1. Your product is dead simple & you operate in an established category

word processor
Any clue what to do with this?

Sometimes you operate in such an established market/category, or in such a niche product category, that anyone who signs up for your product knows *exactly* what they are doing.

Maybe they need a quick interactive walkthrough to find those two buttons they need to click on in 5 instead of 10 seconds, but that’s about it.

I remember once talking to an email marketing tool founder about this. His company wasn’t growing, and he thought better onboarding would fix it. At that point in time, his tool was dead simple. And by dead simple, I mean *DEAD* simple.

And no, he didn’t have a retention problem because people were not discovering the value of his product.

He had a retention problem because his product wasn’t offering enough value.

If that’s you: adding fancy GIFs to your 3-step product tour won’t save you. Sorry to disappoint.

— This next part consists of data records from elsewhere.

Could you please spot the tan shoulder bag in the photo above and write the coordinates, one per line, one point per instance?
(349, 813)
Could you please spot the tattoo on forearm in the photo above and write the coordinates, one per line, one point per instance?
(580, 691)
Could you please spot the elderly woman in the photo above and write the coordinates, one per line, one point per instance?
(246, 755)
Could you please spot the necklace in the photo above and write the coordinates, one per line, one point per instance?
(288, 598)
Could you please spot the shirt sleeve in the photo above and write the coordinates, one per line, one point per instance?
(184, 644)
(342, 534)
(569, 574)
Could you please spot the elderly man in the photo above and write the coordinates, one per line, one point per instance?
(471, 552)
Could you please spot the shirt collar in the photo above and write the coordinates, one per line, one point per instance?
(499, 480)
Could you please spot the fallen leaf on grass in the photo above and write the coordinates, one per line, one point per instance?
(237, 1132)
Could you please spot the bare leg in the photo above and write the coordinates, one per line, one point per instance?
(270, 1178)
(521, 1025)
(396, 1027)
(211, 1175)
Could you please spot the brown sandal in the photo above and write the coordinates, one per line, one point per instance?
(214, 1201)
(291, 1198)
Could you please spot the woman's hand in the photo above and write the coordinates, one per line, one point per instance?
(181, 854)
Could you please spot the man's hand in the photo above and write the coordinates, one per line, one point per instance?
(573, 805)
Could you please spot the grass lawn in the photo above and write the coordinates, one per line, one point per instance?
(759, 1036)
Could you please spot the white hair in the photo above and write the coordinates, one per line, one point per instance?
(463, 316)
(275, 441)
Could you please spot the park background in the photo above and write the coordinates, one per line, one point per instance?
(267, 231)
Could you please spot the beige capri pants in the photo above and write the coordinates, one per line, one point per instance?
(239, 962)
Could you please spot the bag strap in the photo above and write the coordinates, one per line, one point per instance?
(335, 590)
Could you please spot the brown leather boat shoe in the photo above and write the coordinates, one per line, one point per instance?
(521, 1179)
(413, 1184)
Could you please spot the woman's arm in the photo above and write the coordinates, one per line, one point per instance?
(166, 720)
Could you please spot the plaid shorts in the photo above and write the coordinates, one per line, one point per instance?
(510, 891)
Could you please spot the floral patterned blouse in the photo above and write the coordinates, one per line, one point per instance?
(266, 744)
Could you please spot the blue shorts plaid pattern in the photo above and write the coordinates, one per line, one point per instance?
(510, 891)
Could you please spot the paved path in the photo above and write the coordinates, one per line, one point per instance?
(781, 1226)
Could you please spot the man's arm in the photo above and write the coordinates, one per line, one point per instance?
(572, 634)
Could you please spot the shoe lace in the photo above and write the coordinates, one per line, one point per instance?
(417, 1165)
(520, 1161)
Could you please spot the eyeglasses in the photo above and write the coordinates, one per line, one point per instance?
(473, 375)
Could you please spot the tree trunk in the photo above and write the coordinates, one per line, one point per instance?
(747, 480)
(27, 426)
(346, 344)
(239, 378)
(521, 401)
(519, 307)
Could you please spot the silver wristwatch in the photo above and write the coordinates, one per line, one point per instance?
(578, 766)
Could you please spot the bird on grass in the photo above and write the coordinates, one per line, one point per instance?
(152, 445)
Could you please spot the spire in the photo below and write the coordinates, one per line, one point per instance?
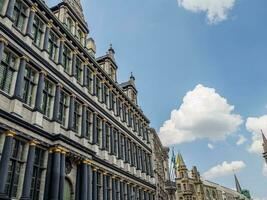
(264, 142)
(237, 185)
(77, 6)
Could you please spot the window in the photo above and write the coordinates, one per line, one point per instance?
(66, 59)
(80, 35)
(77, 117)
(30, 83)
(115, 136)
(69, 23)
(19, 15)
(52, 46)
(78, 70)
(37, 31)
(106, 95)
(37, 173)
(99, 186)
(98, 88)
(1, 5)
(89, 124)
(14, 169)
(7, 70)
(98, 129)
(90, 80)
(107, 146)
(47, 98)
(63, 107)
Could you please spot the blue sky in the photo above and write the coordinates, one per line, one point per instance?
(171, 50)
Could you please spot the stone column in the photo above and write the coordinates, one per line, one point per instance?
(26, 191)
(95, 128)
(104, 134)
(55, 175)
(6, 153)
(47, 33)
(3, 43)
(10, 9)
(57, 102)
(18, 93)
(60, 51)
(31, 19)
(84, 131)
(39, 92)
(62, 173)
(71, 112)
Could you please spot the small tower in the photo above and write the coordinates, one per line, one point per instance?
(237, 185)
(264, 146)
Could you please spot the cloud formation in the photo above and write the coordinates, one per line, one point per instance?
(203, 114)
(254, 126)
(216, 10)
(224, 169)
(210, 146)
(241, 140)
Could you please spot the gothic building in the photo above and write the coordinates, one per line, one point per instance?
(161, 162)
(68, 129)
(191, 186)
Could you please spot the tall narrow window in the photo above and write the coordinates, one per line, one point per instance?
(99, 186)
(48, 95)
(89, 124)
(20, 15)
(7, 70)
(37, 31)
(30, 82)
(90, 81)
(98, 129)
(14, 169)
(98, 88)
(79, 70)
(107, 146)
(77, 117)
(63, 107)
(38, 169)
(52, 45)
(66, 58)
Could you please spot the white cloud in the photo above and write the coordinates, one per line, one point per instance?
(254, 125)
(216, 10)
(241, 140)
(203, 114)
(210, 146)
(224, 169)
(264, 169)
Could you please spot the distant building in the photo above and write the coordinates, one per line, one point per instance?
(190, 186)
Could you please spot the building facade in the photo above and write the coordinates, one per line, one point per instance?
(190, 186)
(68, 129)
(161, 161)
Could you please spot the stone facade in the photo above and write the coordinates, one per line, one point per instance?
(161, 160)
(68, 130)
(190, 186)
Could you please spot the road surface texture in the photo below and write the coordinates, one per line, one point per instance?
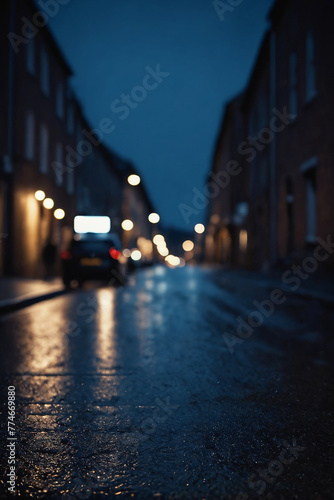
(147, 391)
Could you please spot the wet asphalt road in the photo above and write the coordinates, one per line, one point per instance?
(134, 392)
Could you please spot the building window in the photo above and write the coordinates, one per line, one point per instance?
(310, 90)
(311, 206)
(45, 73)
(59, 164)
(293, 84)
(30, 56)
(60, 101)
(70, 119)
(29, 149)
(44, 148)
(70, 181)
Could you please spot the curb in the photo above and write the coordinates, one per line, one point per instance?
(7, 306)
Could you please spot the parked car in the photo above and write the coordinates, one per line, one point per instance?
(92, 256)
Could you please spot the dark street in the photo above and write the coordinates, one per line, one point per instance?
(134, 391)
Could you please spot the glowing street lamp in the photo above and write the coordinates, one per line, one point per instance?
(39, 195)
(135, 254)
(134, 180)
(127, 225)
(48, 203)
(158, 239)
(187, 245)
(199, 228)
(59, 213)
(153, 218)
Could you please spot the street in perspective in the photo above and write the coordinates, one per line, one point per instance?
(167, 250)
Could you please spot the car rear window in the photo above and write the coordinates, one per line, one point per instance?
(98, 247)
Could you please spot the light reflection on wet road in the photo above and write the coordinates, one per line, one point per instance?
(134, 391)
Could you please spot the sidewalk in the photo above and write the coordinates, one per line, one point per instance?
(316, 286)
(19, 292)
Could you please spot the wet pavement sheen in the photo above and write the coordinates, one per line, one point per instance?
(134, 393)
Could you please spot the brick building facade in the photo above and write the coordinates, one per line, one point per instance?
(286, 148)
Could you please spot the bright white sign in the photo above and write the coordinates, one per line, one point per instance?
(92, 224)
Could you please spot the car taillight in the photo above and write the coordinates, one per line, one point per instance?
(65, 255)
(114, 254)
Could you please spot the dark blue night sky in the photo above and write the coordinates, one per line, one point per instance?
(170, 134)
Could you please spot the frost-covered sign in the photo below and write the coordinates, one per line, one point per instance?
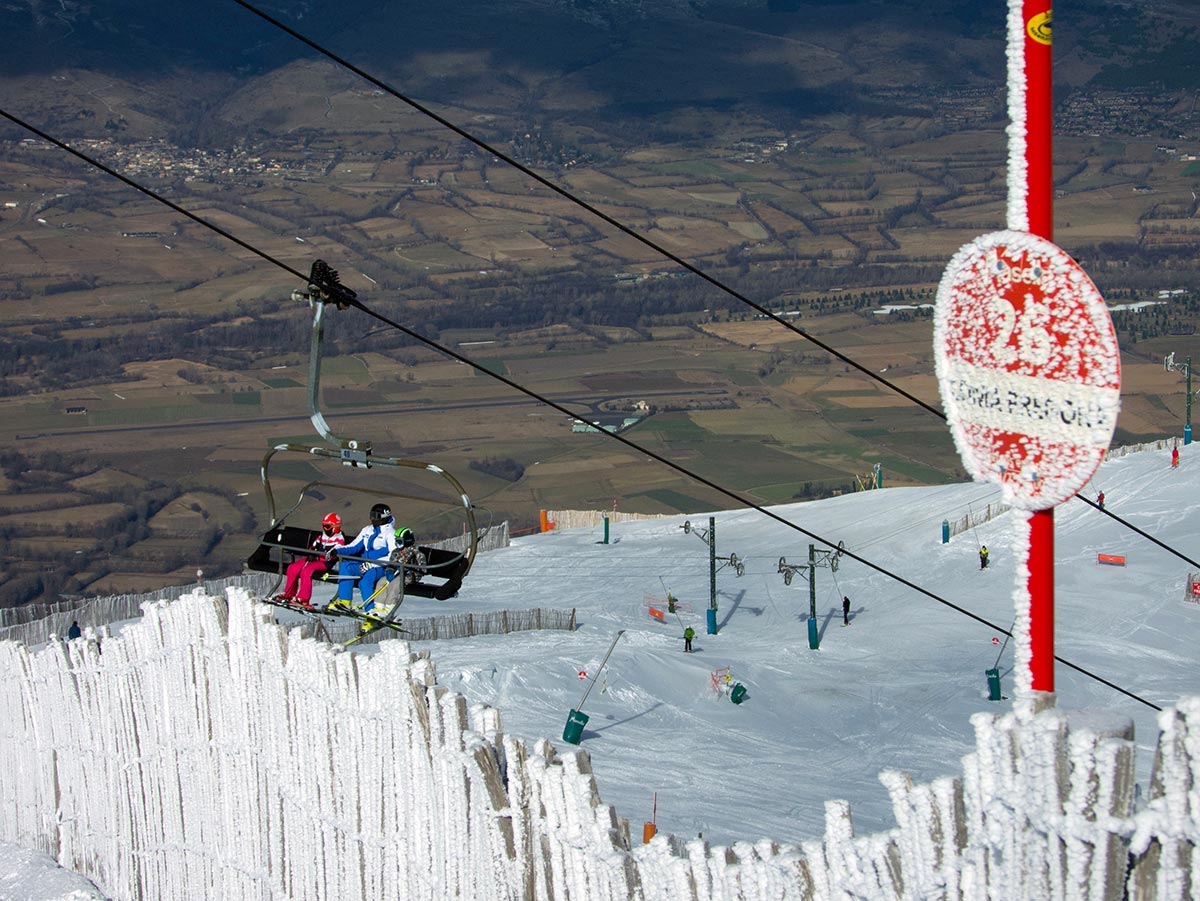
(1027, 365)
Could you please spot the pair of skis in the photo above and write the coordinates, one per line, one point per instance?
(371, 624)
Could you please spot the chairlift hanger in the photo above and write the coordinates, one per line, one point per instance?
(324, 289)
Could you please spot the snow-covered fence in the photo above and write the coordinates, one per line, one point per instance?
(211, 754)
(1163, 444)
(977, 517)
(591, 518)
(34, 624)
(490, 539)
(459, 625)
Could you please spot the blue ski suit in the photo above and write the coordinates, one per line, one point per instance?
(375, 542)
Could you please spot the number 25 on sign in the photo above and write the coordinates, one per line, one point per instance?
(1027, 365)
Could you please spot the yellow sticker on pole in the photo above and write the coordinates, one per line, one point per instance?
(1038, 26)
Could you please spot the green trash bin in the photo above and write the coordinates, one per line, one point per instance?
(574, 730)
(994, 685)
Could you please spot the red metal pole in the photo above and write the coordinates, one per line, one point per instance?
(1039, 204)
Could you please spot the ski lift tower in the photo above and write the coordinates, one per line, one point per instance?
(709, 538)
(1186, 368)
(828, 557)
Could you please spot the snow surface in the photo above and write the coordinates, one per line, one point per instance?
(893, 691)
(33, 876)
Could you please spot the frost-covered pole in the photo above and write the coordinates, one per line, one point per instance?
(1026, 355)
(1031, 209)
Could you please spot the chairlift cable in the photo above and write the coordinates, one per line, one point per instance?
(529, 392)
(605, 217)
(580, 202)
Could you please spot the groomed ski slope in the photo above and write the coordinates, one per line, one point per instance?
(894, 690)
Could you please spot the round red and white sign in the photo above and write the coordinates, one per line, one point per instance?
(1027, 365)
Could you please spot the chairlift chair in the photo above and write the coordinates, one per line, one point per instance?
(282, 542)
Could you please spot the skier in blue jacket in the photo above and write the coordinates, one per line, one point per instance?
(377, 541)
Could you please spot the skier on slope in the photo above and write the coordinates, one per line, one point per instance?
(376, 541)
(303, 571)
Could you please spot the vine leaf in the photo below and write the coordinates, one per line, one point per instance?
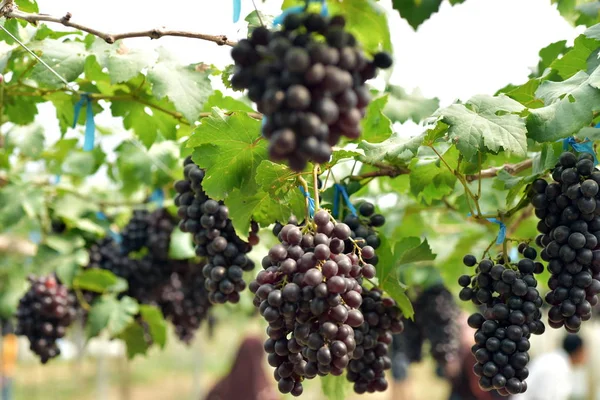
(99, 281)
(486, 124)
(121, 62)
(402, 106)
(334, 387)
(66, 58)
(570, 106)
(157, 325)
(407, 251)
(376, 126)
(112, 314)
(416, 11)
(230, 148)
(397, 150)
(188, 87)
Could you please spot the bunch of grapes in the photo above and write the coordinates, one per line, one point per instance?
(214, 236)
(363, 228)
(309, 292)
(569, 213)
(437, 317)
(44, 314)
(308, 79)
(511, 314)
(183, 299)
(382, 318)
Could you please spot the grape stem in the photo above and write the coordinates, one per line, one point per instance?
(316, 171)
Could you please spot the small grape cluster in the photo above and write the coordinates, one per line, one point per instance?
(308, 79)
(437, 317)
(309, 292)
(569, 213)
(363, 228)
(183, 299)
(214, 236)
(44, 313)
(382, 318)
(511, 314)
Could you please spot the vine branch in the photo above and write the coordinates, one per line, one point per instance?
(10, 11)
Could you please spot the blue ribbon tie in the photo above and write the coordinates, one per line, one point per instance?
(311, 201)
(587, 146)
(237, 10)
(90, 126)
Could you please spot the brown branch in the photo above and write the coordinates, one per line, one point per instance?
(10, 11)
(512, 169)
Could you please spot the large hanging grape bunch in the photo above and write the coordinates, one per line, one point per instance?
(569, 215)
(510, 314)
(214, 236)
(43, 315)
(363, 228)
(437, 317)
(308, 79)
(310, 293)
(370, 358)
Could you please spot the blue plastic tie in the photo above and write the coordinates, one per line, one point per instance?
(341, 190)
(311, 202)
(237, 10)
(90, 125)
(586, 146)
(501, 233)
(299, 9)
(158, 197)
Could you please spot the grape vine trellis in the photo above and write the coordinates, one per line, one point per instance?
(478, 157)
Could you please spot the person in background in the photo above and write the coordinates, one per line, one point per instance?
(550, 374)
(8, 360)
(247, 379)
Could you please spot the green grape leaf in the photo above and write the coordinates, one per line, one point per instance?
(109, 313)
(402, 106)
(397, 150)
(134, 337)
(335, 387)
(99, 281)
(570, 106)
(156, 324)
(180, 246)
(66, 58)
(121, 62)
(225, 103)
(416, 11)
(366, 20)
(486, 124)
(576, 59)
(188, 87)
(230, 148)
(262, 206)
(376, 127)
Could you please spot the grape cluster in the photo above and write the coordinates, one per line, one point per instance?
(308, 79)
(214, 236)
(511, 314)
(382, 318)
(362, 227)
(44, 313)
(183, 299)
(437, 317)
(309, 292)
(569, 213)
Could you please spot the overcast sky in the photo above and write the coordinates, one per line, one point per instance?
(476, 47)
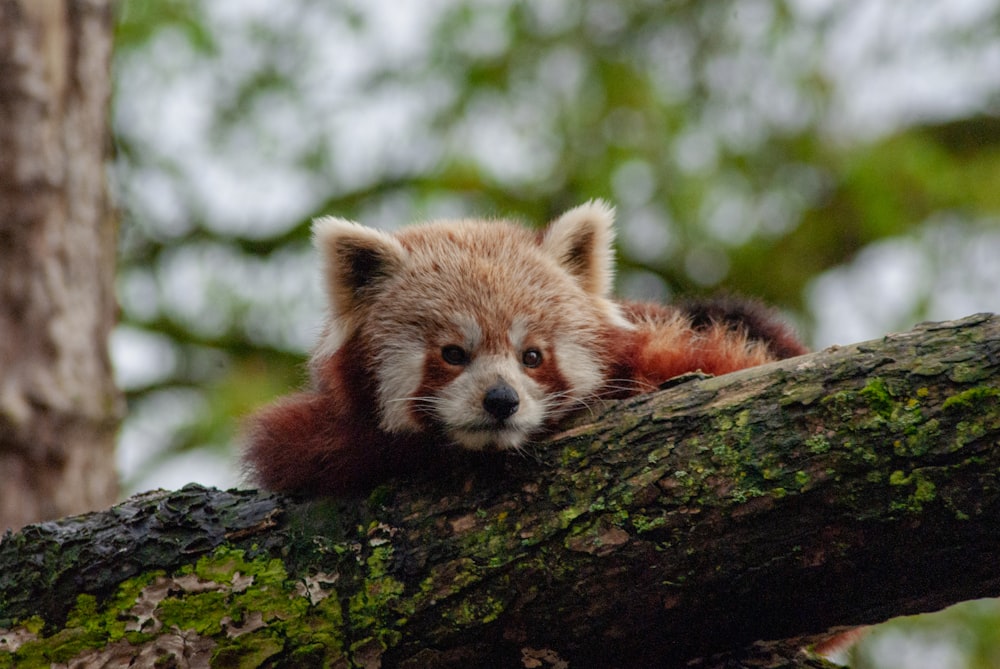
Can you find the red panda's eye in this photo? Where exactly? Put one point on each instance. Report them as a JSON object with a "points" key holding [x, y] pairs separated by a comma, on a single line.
{"points": [[454, 355], [531, 357]]}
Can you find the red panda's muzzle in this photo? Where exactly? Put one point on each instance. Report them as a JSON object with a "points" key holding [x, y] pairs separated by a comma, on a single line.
{"points": [[501, 401]]}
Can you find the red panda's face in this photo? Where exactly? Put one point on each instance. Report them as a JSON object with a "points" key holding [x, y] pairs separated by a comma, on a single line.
{"points": [[484, 330], [487, 384]]}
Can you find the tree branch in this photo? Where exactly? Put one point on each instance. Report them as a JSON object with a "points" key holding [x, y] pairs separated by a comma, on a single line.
{"points": [[838, 488]]}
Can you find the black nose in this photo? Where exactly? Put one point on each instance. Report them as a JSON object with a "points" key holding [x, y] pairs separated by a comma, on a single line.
{"points": [[501, 401]]}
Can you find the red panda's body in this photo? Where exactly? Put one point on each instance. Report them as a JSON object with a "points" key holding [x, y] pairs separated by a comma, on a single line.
{"points": [[483, 334]]}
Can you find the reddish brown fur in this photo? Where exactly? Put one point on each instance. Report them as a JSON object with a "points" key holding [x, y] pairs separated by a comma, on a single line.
{"points": [[329, 440]]}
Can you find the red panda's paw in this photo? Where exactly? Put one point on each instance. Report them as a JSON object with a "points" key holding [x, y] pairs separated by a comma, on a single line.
{"points": [[301, 445]]}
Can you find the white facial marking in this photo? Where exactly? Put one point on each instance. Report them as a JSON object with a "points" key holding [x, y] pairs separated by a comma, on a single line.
{"points": [[401, 370], [470, 425], [517, 333]]}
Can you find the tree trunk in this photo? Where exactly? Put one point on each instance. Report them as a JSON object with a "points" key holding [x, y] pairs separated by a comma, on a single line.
{"points": [[59, 408], [674, 529]]}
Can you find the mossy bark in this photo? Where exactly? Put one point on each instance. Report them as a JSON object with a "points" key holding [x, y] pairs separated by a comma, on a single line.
{"points": [[838, 488]]}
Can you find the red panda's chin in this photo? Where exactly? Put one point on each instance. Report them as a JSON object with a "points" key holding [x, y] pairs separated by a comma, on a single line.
{"points": [[489, 438]]}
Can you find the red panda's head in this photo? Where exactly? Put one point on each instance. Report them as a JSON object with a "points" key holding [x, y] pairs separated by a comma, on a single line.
{"points": [[484, 329]]}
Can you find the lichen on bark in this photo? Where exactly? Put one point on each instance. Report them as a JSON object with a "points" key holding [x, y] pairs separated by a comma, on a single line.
{"points": [[768, 504]]}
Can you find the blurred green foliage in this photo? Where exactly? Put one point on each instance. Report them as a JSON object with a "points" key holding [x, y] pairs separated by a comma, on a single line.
{"points": [[716, 129], [729, 135]]}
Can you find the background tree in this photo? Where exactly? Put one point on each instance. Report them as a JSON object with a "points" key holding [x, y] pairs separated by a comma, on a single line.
{"points": [[839, 161], [59, 407]]}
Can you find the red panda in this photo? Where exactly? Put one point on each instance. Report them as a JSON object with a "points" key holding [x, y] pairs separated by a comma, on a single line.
{"points": [[483, 334]]}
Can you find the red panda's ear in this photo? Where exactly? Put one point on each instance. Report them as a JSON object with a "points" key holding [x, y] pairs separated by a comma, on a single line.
{"points": [[356, 259], [581, 242]]}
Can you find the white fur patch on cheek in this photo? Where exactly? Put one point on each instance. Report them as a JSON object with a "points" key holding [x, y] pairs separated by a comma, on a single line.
{"points": [[400, 373], [460, 407]]}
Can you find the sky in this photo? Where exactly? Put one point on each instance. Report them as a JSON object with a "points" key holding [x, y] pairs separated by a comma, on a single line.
{"points": [[889, 61]]}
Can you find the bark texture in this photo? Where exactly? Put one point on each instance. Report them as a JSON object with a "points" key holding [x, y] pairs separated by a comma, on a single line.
{"points": [[59, 408], [721, 522]]}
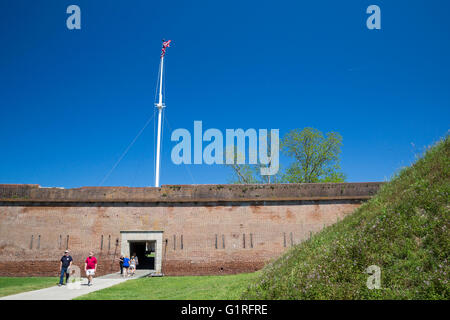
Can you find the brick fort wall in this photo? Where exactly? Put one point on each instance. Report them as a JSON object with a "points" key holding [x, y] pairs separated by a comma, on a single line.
{"points": [[207, 229]]}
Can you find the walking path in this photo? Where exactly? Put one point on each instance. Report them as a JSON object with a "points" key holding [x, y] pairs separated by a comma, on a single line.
{"points": [[65, 293]]}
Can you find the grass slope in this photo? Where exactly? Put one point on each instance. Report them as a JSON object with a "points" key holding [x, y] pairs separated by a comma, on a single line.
{"points": [[404, 230], [228, 287], [15, 285]]}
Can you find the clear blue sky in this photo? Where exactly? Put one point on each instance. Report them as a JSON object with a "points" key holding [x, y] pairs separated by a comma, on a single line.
{"points": [[72, 101]]}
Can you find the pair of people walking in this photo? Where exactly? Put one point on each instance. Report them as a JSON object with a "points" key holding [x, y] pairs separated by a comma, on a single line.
{"points": [[90, 267], [127, 264]]}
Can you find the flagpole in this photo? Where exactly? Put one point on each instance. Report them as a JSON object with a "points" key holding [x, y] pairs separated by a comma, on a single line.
{"points": [[160, 106]]}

Better put that money into your engineering and product departments (not that the $249 you’d spend on Userpilot per month would make any difference to your engineering department, but you know what I mean.)

2. Your product is a one-trick pony

stayfocusd blocked sites example
Does this need onboarding?

I’m using this chrome extension that greatly helps me manage my monkey brain and allows me to do some *actual* work instead of watching cat videos on YouTube.

It’s called “StayFocusd” and it does one thing: blocks the sites my monkey brain usually defaults to when I want to procrastinate.

(Well, it also tells me it will assassinate a kitten if I change the time limit I’m allowed to spend on the blocked sites every 24 hours.)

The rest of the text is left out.